According to the TTD/YouGov research around 68% of Australians surveyed are expecting the pressure on households to get worse in the year ahead, while 44% will be actively looking to buy from cheaper brands whenever possible. Clearly, things aren’t getting easier anytime soon. So what can brands do in response? 
 
Retail & Ecommerce, Cosmetics & Personal Care:  

  • Reward customer loyalty through offering flash discounts and savings on shipping.  
  • Communication is key. If prices need to go up, communicate that to the consumer and explain why. Transparency can really drive trust in a brand.  
  • Customers are also increasingly focused on issues surrounding conscious consumerism. Brands that can promote sustainability, ethical sourcing, support for a cause, and fair pay can increase their appeal.  

Travel:  

  • To rationalise price increases, travel brands should look to better communicate the value and benefits they offer.  
  • Increasing interest in the areas of wellness and sustainability have become key priorities for many consumers, so travel companies that can promote experience around these themes are in a better position to manage price increases.  

Food & Drink:  

  • Demonstrating how products can be part of an affordable meal can attract consumers. For example, sharing a recipe to swap beef for beans or lentils is not only healthy and sustainable, it’s also budget friendly. This is a positive way to help people save money without making them feel like they’re losing out.  
  • Brands can also partner with influencers and content creators to showcase how their products can be used in budget-friendly meals for the week. (Here’s an example of this that I particularly enjoy.)  

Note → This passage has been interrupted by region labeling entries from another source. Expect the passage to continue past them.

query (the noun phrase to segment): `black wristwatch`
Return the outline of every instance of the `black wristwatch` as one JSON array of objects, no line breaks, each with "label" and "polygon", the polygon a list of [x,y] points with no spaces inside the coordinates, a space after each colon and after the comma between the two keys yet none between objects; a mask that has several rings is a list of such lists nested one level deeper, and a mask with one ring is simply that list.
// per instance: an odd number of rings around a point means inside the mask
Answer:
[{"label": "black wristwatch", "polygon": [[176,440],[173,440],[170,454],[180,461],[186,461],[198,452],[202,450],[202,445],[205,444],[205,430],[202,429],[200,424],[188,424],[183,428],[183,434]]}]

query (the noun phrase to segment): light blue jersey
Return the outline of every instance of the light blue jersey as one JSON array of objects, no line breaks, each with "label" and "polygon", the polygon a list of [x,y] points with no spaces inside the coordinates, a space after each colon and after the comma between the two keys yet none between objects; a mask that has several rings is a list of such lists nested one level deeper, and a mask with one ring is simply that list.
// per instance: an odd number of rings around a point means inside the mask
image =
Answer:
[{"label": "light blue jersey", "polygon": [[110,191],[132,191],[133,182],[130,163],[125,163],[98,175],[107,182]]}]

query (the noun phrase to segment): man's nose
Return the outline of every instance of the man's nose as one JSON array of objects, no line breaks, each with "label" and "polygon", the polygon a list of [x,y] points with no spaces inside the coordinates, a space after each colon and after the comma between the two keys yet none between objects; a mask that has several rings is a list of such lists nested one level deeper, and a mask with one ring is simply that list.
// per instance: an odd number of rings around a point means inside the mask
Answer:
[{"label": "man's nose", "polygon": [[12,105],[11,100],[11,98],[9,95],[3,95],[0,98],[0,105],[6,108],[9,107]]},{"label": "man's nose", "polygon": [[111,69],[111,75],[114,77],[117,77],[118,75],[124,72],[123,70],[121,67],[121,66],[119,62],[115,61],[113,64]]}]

We’re undoubtedly seeing a lot of the change in consumer behaviour that developed through the pandemic carry over to this period of inflation, especially around the notion of value. It’s more essential than ever to understand your customers and how economic conditions are influencing their everyday lives. Brands need to stay nimble and adjust to changing consumer needs, including developing products, marketing campaigns and messaging that align with those shifting needs.